Prof. Dr. Michael Paulussen, Direktor der Vestischen Kinder und Jugendklinik Datteln, stellte fest, das Krankheitsspektrum der Flüchtlingskinder sei ähnlich wie das der Deutschen. Bei den Zugewanderten wurden allerdings kaum Vorsorgeuntersuchungen durchgeführt, ferner seien psychische Beratung sowie soziale und sprachliche Hilfe nötig, da sich häufiger Posttraumata entwickelten. Anders als hierzulande spiele der soziokultureller Hintergrund eine tragende Rolle. Auch Dolmetschen sei eine wichtige Aufgabe, oft sind nur Erklärungen angebracht, warum man beispielsweise mit ansteckenden Krankheiten nicht in öffentliche Einrichtungen gehen oder Besuche empfangen darf.

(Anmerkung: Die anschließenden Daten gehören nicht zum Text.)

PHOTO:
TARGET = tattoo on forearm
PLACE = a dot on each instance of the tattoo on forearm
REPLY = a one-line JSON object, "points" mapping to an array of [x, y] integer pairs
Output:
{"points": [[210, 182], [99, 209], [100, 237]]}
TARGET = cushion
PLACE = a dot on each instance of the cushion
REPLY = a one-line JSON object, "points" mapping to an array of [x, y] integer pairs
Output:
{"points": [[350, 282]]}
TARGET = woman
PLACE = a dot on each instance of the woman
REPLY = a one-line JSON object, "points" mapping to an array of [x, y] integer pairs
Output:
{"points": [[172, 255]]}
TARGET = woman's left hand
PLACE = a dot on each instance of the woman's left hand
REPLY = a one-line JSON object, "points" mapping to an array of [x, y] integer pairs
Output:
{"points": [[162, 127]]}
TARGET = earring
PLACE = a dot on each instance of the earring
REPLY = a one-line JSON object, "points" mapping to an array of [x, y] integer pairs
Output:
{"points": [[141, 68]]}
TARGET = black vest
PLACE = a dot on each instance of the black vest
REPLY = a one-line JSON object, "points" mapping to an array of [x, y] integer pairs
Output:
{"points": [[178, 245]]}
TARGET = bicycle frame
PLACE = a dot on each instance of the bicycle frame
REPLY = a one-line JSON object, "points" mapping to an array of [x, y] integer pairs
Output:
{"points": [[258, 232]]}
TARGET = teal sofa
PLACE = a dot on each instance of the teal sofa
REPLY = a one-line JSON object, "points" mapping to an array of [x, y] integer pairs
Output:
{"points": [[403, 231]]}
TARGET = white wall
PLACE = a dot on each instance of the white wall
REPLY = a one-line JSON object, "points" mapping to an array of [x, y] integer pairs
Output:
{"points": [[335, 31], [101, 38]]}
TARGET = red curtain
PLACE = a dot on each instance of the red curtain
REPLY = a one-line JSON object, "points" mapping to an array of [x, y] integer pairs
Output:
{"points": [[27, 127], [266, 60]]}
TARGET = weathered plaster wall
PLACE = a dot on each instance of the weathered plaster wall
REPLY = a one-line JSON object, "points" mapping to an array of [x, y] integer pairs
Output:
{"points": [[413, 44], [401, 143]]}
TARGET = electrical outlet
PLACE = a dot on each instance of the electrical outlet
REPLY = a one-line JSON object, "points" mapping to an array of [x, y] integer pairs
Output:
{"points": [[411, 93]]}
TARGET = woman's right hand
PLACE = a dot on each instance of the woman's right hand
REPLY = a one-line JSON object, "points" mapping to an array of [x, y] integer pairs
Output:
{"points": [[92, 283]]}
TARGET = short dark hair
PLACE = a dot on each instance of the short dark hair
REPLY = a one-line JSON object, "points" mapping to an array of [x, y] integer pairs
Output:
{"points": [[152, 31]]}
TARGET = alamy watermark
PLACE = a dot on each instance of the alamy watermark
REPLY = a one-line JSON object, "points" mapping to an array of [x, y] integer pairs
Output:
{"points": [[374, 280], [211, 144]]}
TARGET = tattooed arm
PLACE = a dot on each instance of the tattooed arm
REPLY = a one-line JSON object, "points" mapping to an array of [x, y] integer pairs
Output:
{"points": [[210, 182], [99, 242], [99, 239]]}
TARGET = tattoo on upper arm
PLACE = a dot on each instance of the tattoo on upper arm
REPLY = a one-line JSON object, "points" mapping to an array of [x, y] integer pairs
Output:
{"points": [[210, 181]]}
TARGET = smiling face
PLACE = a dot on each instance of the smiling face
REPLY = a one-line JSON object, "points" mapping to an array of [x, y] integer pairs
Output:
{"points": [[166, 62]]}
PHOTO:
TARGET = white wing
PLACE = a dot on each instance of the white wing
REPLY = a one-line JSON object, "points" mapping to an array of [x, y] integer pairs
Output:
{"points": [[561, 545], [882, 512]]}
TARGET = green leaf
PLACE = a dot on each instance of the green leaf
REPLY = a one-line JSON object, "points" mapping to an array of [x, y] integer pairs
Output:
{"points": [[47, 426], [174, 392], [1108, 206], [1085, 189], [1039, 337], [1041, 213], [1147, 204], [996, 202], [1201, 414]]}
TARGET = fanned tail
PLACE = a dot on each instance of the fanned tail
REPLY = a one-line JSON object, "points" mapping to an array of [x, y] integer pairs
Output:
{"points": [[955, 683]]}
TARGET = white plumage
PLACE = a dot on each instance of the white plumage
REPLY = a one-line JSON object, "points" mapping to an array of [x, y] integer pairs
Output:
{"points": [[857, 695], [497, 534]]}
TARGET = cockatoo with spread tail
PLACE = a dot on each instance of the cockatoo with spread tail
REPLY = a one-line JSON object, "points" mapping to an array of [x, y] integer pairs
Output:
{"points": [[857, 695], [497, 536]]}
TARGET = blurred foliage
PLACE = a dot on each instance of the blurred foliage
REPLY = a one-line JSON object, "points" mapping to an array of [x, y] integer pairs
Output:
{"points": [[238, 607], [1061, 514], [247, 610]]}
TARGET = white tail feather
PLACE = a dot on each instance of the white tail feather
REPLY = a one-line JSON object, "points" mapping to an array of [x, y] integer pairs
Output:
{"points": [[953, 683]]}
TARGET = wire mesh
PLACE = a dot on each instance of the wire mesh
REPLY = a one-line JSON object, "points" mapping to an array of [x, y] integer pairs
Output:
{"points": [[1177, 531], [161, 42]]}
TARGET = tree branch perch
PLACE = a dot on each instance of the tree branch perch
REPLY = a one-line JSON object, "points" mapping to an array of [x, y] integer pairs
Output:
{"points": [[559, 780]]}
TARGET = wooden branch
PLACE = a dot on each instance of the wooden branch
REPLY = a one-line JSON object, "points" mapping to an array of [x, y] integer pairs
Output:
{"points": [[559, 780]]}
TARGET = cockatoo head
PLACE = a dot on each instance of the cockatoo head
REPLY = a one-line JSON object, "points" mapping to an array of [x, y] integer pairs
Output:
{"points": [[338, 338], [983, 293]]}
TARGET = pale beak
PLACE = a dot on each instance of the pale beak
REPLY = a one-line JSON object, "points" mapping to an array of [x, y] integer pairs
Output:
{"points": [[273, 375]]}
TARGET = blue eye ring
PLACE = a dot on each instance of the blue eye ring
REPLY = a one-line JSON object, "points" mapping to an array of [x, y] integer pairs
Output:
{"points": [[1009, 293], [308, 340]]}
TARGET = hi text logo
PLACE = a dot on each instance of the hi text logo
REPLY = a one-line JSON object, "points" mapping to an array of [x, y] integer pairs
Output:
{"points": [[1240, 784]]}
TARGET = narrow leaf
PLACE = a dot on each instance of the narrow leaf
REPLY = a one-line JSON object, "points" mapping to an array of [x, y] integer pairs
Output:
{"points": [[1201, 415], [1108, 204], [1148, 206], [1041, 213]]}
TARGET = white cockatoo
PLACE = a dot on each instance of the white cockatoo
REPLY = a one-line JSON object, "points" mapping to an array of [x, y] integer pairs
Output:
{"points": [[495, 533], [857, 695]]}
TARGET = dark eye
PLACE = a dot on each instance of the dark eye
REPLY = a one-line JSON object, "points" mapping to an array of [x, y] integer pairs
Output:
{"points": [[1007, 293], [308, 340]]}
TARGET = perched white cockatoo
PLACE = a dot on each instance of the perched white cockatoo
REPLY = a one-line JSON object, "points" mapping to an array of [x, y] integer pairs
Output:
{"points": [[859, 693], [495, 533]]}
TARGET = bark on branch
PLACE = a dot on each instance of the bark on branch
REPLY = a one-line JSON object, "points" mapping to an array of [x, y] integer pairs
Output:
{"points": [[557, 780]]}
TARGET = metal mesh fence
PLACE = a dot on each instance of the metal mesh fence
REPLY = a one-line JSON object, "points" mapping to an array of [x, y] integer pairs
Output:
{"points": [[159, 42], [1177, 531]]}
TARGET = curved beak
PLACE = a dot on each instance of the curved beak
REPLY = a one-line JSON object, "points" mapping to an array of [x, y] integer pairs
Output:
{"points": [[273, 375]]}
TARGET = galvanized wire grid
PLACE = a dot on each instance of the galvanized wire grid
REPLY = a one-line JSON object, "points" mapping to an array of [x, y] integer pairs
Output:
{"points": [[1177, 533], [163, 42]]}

Sprache und Kommunikation sind Leitthemen in der Flüchtlingsversorgung. Wir müssen viel mehr integrieren und eine Stimmung des Gegeneinanders verhindern – und eine offene Gesellschaft mit Leitkultur voranbringen, so der Ärztliche Direktor.

Die Dortmunder Stadträtin Birgit Zörner, Dezernentin für Arbeit, Gesundheit und Soziales sowie Sport und Freizeit legte dar, warum sich Dortmund gegen die Finanzierung der Gesundheitskarte durch die Stadt entschieden habe. In einer 16 seitigen Schrift wurden Chancen und Risiken sorgfältig abgewogen, doch unter anderem aus finanziellen Aspekten sie ein landeseinheitliches Modell die einzig sinnvolle Lösung.

Fachforen zur Seelischen Gesundheit, Chronischen Erkrankungen und Gesundheitszentren rundeten die Veranstaltung ab. Die Verantwortlichen waren sehr zufrieden mit dem steigenden Zuspruch und den hochkarätigen Teilnehmern, so Programmmanagerin Berit Becker. Das Zusammenwirken von Unternehmen, Einrichtungen und Berufsgruppen aus den unterschiedlichen Sektoren des Themenfelds Gesundheit bleibt zentrale Aufgabe des MedEcon Ruhr. Auch als Partner von Sozialwesen und Sozialwirtschaft will das Netzwerk über die Stadt- und Kreisgrenzen hinaus bedeutsam bleiben.